Some 12 - 18 months ago, the suggestion of private equity funds (PE funds) sauntering into the world of shipping was met with widespread disdain. They didn’t know “the business”, "it’s not done like that in these parts”. They were the proverbial cattle rustlers looking for a quick hit. They, undoubtedly, wore black hats.  

However, the expectant wave of private equity flowing into shipping never really materialised on a larger scale and the once-feared “outsiders” are now seen as a mythical saviour. A view fuelled by a financial environment where banks no longer have the lending capacity or appetite for such perceived high-risk lending.

This was about a year ago. Since then, the shipping/offshore markets have taken yet another nosedive, plumbing new depths due to a variety of factors, most notoriously the continued drop in oil prices. To date, this has not improved and naysayers abound in the market. Where do we go from here – what do we do? Who will be lenders to the shipping/offshore companies going forward?


In today’s market, banks are still willing to lend, but only if you are a top tier ship/offshore owner. If not, you have to look elsewhere for funding. PE funds have been mostly counter-cyclical by rule, and used to be actively accumulating shipping debt. However, we are seeing even this business line slowing down and, more or less, a general reluctance for any form of PE financing into the depressed offshore sector. 


Some PE funds that have entered the shipping/offshore sector have realised that their returns did not materialize as expected. To make matters worse, exit options are limited, and it takes longer than expected before investments mature. For these reasons, PE fund managers are understandably more wary of pursuing similar shipping and offshore investments. Asset valuations and projections of shipping/ offshore projects may also be more difficult than initially envisaged, and it is now clear they require specialised sector knowledge which most PE funds have not yet mastered. 

That said, owners are also not making themselves attractive enough for PE funds to invest in or lend to. More needs to be done by the owners, if they are proactively looking for funding: think big changes, for example identifying synergies of consolidation/joint venture opportunities with other owners which PE funds could look to invest. PE funds are like any other stakeholders…they need to see a company as a viable option and a good investment. 


If markets do not turn in the near future there may be a real risk that the PE funds who have entered the shipping markets will not stick around to support shipping/offshore owners. The PE funds’ strategic financing view is generally more short term – buy in quickly and exit as soon as returns are made or, in a bleak economy, exit before more losses are incurred. This does not sit well with the shipping/offshore cycle which typically takes far longer before any recovery and returns can be made. Also, limited exit options (or in certain cases no exit option) may mean that fewer PE funds will be looking to making any new investments in the shipping/offshore market. The risk is just too high.
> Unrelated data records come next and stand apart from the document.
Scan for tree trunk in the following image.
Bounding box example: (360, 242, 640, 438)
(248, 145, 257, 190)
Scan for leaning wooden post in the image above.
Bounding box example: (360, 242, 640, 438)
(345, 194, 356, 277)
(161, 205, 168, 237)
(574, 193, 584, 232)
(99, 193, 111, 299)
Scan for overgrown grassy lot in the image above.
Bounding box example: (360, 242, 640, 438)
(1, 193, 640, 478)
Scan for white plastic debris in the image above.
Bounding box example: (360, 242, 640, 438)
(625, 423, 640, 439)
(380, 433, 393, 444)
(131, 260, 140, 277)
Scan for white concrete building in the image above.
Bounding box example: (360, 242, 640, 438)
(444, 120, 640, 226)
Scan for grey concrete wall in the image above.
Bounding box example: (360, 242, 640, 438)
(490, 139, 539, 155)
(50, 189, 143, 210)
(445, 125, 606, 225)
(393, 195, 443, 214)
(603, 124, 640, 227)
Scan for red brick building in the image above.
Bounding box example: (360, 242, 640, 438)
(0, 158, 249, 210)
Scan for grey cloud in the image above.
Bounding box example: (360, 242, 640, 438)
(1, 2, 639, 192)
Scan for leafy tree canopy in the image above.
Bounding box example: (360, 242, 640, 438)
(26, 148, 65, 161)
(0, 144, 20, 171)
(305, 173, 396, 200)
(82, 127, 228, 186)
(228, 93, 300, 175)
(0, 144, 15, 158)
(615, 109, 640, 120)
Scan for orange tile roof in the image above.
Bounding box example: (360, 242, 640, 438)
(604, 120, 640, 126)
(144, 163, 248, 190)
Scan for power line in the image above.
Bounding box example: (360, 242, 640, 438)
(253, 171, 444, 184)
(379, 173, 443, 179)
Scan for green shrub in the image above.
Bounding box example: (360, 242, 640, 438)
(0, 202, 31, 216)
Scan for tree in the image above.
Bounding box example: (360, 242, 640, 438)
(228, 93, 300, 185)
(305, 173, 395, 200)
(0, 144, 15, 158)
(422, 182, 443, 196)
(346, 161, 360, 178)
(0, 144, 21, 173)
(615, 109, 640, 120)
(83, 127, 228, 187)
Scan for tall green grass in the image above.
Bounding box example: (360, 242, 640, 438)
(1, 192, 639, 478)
However, there may be a silver lining….. If, and when, prices of shipping/offshore assets (or shipping/offshore loans) hit rock bottom, and the entry ticket can be bought at a low enough price, investments in shipping/offshore may become acceptably attractive to PE funds. At this point they will not need much of an upside before they make some good money on their investment. The timeframe may also be at a more “PE fund friendly” investment tenure. 


So, the billion dollar question is – has the market hit rock bottom yet? Is the current market a true reflection of asset and company values in the shipping/offshore industry? 

Many owners have been kept artificially afloat by lenders who are not ready - yet - to cut their losses. This ‘wait and hope’ strategy has kept these zombie-companies alive, and stopped healthy consolidation actions which may be what is needed to bring about the overdue market readjustment.

Even with the recent lack of PE investments in the shipping/offshore sector, it is probably premature to write-off PE funds as an alternative, and much needed, source of financing to shipping/offshore companies. It is a question of timing – because the cavalry is always meant to arrive just in time. 

The opinions expressed herein are the author's and not necessarily those of The Maritime Executive.